Interim Report on Transition WORKS
The Youth Transition Demonstration (YTD) is a large-scale demonstration and evaluation sponsored by the Social Security Administration (SSA) to improve understanding of how to help youth with disabilities reach their full economic potential. In particular, SSA is interested in developing and testing promising approaches for helping young people with disabilities become more self-sufficient and less reliant on disability benefits. The YTD conceptual framework, which is based on best practices in facilitating youth transition, specifies that the six projects participating in the evaluation provide employment services (emphasizing paid competitive employment), benefits counseling, links to services available in the community, and other assistance to youth with disabilities and their families. Additionally, participating youth are eligible for SSA waivers of certain benefit program rules, which allow them to retain more of their disability benefits and health insurance while they work for pay. Using a rigorous random assignment methodology, the YTD evaluation team is assessing whether these services and incentives are effective in helping youth with disabilities achieve greater independence and economic self-sufficiency. The earliest of the evaluation projects began operations in 2006 and ended in 2009. The latest started in 2008 and will end in 2012.

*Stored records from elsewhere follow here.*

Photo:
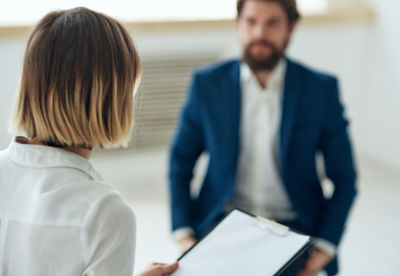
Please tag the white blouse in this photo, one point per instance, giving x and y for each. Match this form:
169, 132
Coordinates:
58, 217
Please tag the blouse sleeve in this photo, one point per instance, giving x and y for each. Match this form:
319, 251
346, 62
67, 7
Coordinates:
108, 237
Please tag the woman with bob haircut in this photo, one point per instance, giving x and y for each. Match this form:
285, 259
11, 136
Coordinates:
57, 215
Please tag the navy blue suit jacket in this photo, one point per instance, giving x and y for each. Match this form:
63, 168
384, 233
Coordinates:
312, 121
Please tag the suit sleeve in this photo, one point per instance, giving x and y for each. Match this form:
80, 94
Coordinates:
339, 165
186, 148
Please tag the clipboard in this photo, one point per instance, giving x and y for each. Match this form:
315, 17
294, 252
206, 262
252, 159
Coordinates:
242, 244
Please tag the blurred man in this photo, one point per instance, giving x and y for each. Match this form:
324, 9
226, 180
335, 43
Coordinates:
262, 120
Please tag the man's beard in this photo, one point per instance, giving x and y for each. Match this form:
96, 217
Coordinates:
263, 64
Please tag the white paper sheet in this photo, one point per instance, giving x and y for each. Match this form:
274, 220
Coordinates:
242, 245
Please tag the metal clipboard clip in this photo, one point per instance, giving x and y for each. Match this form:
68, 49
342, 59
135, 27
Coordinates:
270, 225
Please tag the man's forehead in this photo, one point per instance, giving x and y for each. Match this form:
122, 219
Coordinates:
260, 7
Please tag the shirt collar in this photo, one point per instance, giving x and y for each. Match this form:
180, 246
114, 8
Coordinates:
275, 79
37, 156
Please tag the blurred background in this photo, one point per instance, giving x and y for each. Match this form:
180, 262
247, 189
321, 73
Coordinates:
358, 41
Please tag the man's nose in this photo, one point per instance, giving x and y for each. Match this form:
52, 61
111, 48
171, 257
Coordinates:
259, 31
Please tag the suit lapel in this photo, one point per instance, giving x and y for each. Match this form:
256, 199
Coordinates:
291, 91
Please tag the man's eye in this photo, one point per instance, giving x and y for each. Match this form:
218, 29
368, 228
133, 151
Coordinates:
251, 21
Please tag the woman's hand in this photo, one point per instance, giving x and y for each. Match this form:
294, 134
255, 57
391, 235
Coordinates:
158, 269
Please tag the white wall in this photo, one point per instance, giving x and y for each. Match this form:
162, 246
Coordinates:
365, 57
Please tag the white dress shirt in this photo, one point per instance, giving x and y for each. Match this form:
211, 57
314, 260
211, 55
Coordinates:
58, 217
259, 188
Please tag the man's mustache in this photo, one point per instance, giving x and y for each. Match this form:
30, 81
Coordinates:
261, 42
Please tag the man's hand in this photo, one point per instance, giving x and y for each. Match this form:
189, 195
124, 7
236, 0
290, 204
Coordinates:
315, 263
158, 269
186, 242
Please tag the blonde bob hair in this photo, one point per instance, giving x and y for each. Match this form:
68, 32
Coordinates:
79, 74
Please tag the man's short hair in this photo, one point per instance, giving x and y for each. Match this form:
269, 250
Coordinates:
289, 6
79, 74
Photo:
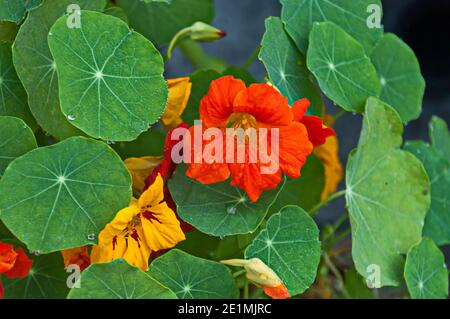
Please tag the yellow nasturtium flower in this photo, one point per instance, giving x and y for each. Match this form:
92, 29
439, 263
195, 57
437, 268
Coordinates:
179, 93
328, 154
147, 225
140, 168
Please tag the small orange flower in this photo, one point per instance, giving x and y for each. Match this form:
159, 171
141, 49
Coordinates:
13, 263
263, 276
179, 93
147, 225
230, 104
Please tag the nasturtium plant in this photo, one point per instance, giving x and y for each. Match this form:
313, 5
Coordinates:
68, 192
426, 273
146, 16
16, 139
300, 15
191, 277
123, 177
218, 209
13, 98
290, 246
112, 87
118, 280
388, 195
344, 71
286, 66
402, 84
437, 222
31, 52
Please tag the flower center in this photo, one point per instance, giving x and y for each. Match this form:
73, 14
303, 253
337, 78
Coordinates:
241, 120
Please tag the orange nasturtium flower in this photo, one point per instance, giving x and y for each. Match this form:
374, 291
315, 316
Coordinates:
261, 275
230, 104
179, 93
13, 263
147, 225
76, 256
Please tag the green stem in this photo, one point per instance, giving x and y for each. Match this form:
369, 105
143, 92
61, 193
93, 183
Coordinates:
316, 209
239, 273
246, 288
251, 58
337, 274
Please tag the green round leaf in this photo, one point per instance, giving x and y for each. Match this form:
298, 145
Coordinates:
8, 31
218, 209
290, 246
13, 98
150, 143
12, 10
305, 191
402, 84
160, 20
192, 277
437, 222
287, 66
426, 274
341, 66
440, 136
16, 139
62, 196
388, 195
36, 69
46, 280
118, 280
351, 15
110, 78
117, 12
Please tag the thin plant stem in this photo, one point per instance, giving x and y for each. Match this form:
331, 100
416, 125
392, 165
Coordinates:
246, 288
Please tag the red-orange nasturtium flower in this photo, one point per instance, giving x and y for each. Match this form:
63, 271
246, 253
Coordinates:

This report presents first-year evaluation findings for the Transition WORKS YTD project, which served youth disability beneficiaries in Erie County, New York, including the city of Buffalo, from February 2007 to December 2009. While it will take several more years to fully observe the transitions that youth participants make to adult life, early data from the evaluation provide rich information on how Transition WORKS operated and the differences it made in key outcomes for youth. Specifically, the report includes findings from a process analysis of Transition WORKS, including a description of the program model, how the project was implemented and services were delivered, and the project’s fidelity to the YTD model. The report also includes impact findings, based on data collected 12 months after youth entered the evaluation, on the use of services, paid employment, participation in education, income from earnings and benefits, and attitudes and expectations.
In brief, Transition WORKS was a well-organized, cohesive project that broadly conformed to the YTD program model and focused on self-determination, benefits planning, employment, education, and case management. The project enrolled 83 percent of eligible youth and provided most of them with some services in each of these components. The median duration of services directly delivered to participating youth was lower for the employment component than for several of the other components; however, the impact analysis found that youth who had been given the opportunity to participate in Transition WORKS were more likely to have used services to promote employment than youth in a randomly selected control group. Nevertheless, the project had no impacts on youth employment during the year following random assignment — nor on income, expectations for the future, and a composite measure of school enrollment or high school completion.